Based on detailed study of coastal changes in ancient sea level as a result of the warming-caused melting of the globe’s great ice sheets, the authors say there is an excellent chance that even very small amounts of warming—just 1 to 2 degrees—could raise sea levels six meters.
That’s up to 20 feet above current levels. That is catastrophic by any standard for coastal communities.
Dutton and her colleagues calculated that the amount of water lost from the immense ice sheets of Greenland and Antarctica is expected in time to be the major contributor to sea level rise. To try to assess their impact, they studied previous interglacial periods when temperatures were higher than current levels.
Their finding: "During recent interglacial periods, small increases in global mean temperature and just a few degrees of polar warming relative to the preindustrial period resulted in" as much as 20 feet or more of sea level rise."
And they assess that these levels are probable, because similar temperatures have caused similar sea heights repeatedly in the past.
RaisingIslands contacted lead author Andrea Dutton at the University of Florida. She said the sea level rise is probably coming, but the researchers still can’t tell how quickly it will arrive. That’s what they’re working on next.
“As we state in the paper, perhaps the most societally relevant information we can provide from the record of past sea-level rise is the rate at which sea level rose as the polar ice sheets retreated. At this stage, the data we have on rates is still highly uncertain and hence is an important target for future research.
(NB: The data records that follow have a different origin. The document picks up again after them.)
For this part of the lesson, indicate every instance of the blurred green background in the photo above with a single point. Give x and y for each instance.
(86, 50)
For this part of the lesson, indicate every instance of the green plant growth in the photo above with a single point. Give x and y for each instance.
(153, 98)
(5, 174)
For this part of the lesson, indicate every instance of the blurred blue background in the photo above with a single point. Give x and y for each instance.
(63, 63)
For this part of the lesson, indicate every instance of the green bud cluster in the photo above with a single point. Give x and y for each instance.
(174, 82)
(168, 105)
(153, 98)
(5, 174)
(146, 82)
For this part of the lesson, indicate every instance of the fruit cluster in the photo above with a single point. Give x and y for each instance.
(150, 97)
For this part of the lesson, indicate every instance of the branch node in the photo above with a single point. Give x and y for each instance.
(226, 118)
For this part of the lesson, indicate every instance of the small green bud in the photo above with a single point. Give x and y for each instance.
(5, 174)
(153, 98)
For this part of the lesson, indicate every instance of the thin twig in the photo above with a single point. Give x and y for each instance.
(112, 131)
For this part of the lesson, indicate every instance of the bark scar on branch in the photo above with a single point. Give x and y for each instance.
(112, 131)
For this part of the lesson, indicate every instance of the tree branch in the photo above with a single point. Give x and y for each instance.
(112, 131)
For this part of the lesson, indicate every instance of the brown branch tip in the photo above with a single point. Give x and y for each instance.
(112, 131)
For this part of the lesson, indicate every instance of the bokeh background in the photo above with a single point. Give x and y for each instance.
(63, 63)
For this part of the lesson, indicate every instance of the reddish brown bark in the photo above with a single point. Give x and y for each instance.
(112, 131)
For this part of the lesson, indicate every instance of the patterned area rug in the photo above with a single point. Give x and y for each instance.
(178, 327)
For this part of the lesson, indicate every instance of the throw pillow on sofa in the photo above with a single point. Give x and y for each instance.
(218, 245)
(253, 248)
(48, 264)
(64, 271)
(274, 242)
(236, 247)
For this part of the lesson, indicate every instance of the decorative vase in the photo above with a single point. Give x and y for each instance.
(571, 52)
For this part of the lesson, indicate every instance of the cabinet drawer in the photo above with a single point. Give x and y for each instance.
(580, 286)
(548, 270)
“The physics in the models is not good enough to make projections of rapid ice sheet retreat and/or collapse…There is no consensus on how long it will take.
"In general, multi-meter sea level rise is thought to take at least centuries, though a model published earlier this year suggested it could be possible over several decades. So we're debating about timescales that are orders of magnitude different--decades, centuries, a thousand years. Hence the answer is that it is too uncertain to say,” Dutton said in an email.
What does that mean for people living in coastal areas, and those responsible for planning?
“From a planning perspective, it would seem to make sense to want to plan for a rate of sea-level rise that is higher than most projections since major storm events will cause extreme sea levels that are even higher than the background rate of rising sea levels,” Dutton said in her email.
Because the impacts of sea levels more than two stories high are so severe the development of better data of global mean sea level (GMSL) is critical, Dutton and her co-authors wrote.
“Improving our understanding of rates of GMSL rise due to polar ice-mass loss is perhaps the most societally relevant information the paleorecord can provide, yet robust estimates of rates of GMSL rise associated with polar ice-sheet retreat and/or collapse remain a weakness in existing sea-level reconstructions,” they wrote.
How does a community plan for something like this? In Hawai`i, consider that at the predicted levels, most of our airports are underwater, most of our harbors are gone, most of our resort areas are awash, many of our water wells turn salty. Sewer lines, power plants, coastal roads are destroyed, and many communities on almost every island are isolated.
Most of the Northwestern Hawaiian Islands and most of the atolls and other low-lying islands throughout the Pacific would be gone. The impacts on the turtles, seals and millions of nesting seabirds are beyond imagining.